Lehua Kamalu uses the practice of Polynesian voyaging to inspire communities to care for their natural and cultural environments. Hawaii is widely known as the “extinction capital of the world” — a place recognized both for its beauty, diversity and splendid ecology, and also the historic decimation of countless native species. By the mid-20th century, traditional Polynesian voyaging, a symbol of great pride to Hawaiians, was nearly extinct too.
Today, navigator Lehua Kamalu is part of a movement to revive the voyaging tradition. As the Voyaging Director for the Polynesian Voyaging Society (PVS), a nonprofit and educational organization that perpetuates the art and science of traditional voyaging, Lehua is showing individuals and communities a better way to interact with one another and with their natural environment. She believes there is much voyaging can teach the world about Hawaiian identity and history, and also about humanity’s fragile relationship to nature. Because the success of every journey depends on human and natural resources working together to enable collective achievement, voyaging offers a means to experience social and environmental justice in action. Ultimately, Lehua says, “modern Hawaiian voyaging can be used to promote a shared vision for how people and places can stay healthy and thrive.”

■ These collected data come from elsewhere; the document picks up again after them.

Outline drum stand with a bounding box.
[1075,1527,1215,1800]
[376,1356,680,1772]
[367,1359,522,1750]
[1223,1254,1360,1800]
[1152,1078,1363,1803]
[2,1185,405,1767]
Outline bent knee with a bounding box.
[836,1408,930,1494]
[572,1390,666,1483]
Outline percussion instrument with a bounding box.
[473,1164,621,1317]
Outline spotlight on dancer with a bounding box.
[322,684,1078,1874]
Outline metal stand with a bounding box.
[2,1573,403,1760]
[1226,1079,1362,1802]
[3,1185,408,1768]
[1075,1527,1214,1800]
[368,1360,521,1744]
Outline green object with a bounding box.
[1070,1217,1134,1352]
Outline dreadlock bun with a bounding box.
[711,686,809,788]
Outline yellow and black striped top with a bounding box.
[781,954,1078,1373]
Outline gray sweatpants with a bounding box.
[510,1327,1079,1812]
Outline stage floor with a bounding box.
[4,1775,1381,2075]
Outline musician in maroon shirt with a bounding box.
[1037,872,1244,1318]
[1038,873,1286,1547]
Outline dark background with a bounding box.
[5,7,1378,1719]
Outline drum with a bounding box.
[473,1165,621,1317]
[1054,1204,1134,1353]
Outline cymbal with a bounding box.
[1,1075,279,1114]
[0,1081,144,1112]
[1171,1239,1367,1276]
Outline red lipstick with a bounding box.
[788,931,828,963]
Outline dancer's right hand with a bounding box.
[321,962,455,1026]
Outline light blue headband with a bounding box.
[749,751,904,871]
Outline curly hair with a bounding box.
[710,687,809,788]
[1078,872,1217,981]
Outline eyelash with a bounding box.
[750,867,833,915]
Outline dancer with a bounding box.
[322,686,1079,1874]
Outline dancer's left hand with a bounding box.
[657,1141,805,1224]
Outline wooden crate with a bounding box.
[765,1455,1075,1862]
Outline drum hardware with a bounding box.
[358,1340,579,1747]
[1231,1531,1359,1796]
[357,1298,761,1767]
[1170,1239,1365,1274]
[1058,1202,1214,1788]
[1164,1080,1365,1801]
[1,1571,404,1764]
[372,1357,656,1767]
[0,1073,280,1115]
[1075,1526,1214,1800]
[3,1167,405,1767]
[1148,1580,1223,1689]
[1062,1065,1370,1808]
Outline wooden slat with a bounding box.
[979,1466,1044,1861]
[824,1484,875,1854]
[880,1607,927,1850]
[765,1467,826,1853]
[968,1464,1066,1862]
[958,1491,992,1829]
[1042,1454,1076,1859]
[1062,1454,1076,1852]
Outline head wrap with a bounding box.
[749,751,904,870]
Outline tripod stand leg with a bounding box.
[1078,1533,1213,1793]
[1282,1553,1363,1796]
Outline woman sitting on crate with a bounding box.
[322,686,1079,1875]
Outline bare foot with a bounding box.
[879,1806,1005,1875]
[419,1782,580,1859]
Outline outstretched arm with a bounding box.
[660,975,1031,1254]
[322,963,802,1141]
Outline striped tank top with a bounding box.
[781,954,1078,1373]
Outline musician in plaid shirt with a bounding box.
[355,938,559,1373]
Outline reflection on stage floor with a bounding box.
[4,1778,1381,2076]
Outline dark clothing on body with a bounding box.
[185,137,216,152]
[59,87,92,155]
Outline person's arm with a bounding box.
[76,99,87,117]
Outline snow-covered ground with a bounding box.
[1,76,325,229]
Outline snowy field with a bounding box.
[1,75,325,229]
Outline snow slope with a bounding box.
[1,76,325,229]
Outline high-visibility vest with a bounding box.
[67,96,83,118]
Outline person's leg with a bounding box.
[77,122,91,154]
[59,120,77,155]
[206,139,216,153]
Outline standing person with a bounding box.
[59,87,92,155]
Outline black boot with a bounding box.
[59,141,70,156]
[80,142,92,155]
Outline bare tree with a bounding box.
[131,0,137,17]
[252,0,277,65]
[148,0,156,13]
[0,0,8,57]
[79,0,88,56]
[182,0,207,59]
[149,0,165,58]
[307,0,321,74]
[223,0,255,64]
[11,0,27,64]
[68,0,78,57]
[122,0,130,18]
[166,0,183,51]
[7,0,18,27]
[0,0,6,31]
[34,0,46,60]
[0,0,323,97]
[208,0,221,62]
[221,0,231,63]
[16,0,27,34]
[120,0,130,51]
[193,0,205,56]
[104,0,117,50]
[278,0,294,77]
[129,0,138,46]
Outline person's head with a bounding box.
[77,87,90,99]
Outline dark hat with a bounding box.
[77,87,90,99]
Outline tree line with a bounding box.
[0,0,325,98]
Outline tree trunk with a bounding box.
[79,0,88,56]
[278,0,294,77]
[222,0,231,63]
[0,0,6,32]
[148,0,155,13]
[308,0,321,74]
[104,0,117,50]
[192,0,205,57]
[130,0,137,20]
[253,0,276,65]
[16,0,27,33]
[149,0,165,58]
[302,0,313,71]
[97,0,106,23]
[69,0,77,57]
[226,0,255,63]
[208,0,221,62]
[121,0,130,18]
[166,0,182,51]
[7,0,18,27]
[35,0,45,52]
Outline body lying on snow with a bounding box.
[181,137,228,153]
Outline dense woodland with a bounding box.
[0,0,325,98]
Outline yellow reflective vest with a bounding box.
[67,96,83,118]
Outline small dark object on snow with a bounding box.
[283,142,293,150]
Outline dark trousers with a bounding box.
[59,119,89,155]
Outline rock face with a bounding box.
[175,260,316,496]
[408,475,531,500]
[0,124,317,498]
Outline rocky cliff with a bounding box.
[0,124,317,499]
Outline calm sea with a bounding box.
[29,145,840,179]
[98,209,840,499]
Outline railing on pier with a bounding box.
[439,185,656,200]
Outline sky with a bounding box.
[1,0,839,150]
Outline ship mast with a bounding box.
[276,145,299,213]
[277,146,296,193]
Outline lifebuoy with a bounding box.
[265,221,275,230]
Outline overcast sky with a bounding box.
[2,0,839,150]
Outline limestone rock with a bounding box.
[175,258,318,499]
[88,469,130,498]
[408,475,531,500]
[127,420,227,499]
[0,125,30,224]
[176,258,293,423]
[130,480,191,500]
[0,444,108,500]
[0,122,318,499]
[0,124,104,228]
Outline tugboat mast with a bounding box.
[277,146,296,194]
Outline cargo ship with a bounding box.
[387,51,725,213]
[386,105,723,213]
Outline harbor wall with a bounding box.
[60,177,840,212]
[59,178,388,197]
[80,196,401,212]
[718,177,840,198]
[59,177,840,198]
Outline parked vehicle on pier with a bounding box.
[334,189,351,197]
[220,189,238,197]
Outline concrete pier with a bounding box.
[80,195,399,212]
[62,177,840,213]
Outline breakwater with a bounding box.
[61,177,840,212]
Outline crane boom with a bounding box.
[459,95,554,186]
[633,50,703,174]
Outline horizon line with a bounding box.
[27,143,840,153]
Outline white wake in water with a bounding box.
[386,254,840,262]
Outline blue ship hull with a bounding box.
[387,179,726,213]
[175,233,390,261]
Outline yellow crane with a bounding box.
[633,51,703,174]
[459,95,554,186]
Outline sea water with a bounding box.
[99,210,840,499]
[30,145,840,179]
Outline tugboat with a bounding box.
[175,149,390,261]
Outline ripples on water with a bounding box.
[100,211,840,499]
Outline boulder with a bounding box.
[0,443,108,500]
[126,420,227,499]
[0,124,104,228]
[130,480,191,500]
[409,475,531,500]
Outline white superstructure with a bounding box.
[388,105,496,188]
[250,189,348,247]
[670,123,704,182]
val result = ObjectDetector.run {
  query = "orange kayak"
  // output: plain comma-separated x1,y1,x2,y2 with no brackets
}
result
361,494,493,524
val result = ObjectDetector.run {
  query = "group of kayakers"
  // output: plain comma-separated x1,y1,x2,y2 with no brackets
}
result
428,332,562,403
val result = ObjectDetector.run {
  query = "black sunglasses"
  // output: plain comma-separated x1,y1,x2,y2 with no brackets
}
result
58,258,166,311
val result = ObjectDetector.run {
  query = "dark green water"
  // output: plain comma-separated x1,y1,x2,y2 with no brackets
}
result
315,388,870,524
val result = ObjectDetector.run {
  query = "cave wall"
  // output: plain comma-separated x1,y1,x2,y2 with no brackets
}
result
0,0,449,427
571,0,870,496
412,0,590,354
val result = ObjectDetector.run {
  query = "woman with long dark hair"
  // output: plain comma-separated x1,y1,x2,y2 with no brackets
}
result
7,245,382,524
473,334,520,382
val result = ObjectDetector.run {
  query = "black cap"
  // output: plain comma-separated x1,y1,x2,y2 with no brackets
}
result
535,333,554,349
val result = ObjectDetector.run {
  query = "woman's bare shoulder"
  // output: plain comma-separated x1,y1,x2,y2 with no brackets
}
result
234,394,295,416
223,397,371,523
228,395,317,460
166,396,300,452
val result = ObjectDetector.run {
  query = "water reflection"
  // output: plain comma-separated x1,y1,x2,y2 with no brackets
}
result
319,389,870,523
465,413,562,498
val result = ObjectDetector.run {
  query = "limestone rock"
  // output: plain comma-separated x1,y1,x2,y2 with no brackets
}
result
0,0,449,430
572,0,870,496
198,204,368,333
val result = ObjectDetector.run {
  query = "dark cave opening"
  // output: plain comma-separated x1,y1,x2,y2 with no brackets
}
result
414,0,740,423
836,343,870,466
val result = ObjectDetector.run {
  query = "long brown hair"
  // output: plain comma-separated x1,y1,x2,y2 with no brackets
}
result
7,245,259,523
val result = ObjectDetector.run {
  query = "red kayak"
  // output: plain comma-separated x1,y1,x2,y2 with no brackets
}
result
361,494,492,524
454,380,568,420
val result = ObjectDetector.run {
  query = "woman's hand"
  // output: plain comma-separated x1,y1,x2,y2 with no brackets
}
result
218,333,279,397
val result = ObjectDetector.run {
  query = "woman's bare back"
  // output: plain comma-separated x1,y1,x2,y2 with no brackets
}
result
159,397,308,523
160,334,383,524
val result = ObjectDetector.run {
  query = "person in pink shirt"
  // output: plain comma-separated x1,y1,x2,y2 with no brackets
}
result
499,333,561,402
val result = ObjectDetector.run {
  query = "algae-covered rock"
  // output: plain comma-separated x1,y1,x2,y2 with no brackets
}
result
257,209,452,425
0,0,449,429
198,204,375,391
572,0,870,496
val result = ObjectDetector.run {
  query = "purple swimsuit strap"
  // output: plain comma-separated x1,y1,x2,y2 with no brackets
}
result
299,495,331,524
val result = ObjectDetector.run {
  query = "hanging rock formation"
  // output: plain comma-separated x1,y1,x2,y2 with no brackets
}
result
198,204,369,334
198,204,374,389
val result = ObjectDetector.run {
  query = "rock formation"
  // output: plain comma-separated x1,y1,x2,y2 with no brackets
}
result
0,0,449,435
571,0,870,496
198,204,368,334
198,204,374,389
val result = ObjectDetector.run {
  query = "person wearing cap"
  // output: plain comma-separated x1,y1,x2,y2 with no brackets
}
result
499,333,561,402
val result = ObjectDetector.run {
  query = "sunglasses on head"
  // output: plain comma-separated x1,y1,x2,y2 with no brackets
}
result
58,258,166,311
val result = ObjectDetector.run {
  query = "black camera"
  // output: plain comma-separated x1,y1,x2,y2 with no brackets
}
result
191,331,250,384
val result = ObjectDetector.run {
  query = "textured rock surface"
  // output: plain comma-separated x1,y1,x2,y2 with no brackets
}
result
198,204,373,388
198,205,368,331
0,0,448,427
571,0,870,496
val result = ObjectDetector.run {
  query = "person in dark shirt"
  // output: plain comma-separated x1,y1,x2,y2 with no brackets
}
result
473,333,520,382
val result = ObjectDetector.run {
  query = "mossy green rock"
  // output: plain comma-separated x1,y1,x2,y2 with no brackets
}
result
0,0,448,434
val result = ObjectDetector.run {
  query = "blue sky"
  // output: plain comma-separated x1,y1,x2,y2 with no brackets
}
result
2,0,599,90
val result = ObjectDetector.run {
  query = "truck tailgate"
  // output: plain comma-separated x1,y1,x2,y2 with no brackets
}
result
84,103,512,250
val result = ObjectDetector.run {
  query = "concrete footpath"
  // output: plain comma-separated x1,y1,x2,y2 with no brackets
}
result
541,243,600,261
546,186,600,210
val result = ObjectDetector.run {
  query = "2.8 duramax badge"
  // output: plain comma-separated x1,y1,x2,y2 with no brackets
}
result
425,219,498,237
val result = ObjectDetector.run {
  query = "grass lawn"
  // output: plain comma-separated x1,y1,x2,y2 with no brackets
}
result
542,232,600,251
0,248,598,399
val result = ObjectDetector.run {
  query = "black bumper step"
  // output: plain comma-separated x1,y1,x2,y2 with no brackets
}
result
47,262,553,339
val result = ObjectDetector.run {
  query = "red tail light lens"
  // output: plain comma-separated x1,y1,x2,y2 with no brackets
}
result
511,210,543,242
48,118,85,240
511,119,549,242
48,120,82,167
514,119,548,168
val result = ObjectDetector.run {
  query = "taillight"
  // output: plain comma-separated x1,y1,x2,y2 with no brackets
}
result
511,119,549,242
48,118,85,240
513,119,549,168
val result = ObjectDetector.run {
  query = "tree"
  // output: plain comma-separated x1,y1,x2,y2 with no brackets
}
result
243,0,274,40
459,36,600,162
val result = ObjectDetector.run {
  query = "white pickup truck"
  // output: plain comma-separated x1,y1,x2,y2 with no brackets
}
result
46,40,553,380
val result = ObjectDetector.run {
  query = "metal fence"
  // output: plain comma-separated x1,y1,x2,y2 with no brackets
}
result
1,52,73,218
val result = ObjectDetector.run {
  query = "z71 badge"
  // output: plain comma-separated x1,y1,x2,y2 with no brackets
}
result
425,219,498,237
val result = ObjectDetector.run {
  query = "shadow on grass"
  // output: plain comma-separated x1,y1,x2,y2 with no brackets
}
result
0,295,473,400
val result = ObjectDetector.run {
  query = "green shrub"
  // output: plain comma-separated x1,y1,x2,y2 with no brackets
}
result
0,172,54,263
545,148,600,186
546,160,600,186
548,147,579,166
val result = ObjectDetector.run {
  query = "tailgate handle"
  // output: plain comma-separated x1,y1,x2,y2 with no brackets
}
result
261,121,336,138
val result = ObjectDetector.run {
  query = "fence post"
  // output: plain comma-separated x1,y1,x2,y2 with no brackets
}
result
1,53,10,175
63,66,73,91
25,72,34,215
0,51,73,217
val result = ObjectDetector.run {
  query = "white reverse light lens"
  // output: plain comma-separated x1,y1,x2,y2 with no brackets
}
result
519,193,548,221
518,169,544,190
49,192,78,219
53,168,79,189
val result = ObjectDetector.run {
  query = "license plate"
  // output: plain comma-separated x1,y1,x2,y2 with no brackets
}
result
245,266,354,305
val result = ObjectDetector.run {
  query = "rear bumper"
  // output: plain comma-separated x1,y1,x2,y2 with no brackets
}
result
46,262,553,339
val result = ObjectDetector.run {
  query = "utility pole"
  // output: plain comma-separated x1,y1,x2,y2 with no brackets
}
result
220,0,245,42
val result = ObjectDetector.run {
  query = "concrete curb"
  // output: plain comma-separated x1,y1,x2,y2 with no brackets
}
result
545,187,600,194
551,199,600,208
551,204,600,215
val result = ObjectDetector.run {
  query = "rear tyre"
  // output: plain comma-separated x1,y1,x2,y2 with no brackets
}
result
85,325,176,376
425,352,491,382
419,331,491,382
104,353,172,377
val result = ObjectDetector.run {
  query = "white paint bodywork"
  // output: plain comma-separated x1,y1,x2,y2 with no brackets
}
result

In her role as Voyaging Director of PVS, Lehua leads the planning, training and preparations for the ongoing voyages of the double-hulled canoes Hōkūleʻa and Hikianalia. She started volunteering with PVS in 2009, while attending the University of Hawaii at Manoa. Lehua graduated with a BS in Mechanical Engineering in 2013 when she decided to join the team at PVS full-time. She was responsible for researching and planning the sail plan for Hōkūleʻa’s circumnavigation of the earth (2014-2018), a voyage themed Malama Honua – to care for the Earth.
By integrating a culturally-grounded approach to environmental immersion, Lehua sees the practice of deep-sea voyaging as a means to challenge the depth and quality of our individual relationships to the ocean, nature, and one another.
In 2018, Lehua became the first female to lead-captain and lead-navigate a long distance voyage on the first leg of the Alahula Kai O Maleka Hikianalia California Voyage, from Hawaii to California. During that voyage, she trained four apprentice navigators from four different countries: Korea, Japan, French Polynesia and the United States of America. Upon arrival into San Francisco, Lehua was invited by California Governor Jerry Brown to speak at the Global Climate Action Summit.
Lehua also played an integral role in planning and navigating on the Malama Honua Worldwide Voyage. She sailed on on multiple legs through the South Pacific, Australia, Indonesia, South Africa, and the East Coast of North America. In 2017, she led a team of student navigators aboard the Tahitian canoe Fa‘afaite from Tahiti to Hawaii.
Lehua’s focus now has been to explore and develop methods of sharing and teaching in the hope that this work will create a generation of voyagers and environmental solution navigators to lead Hawaii and the world into a healthy, thriving future. She is also able to do this as an instructor of voyaging and navigation to students from Kamehameha Schools and Honolulu Community College.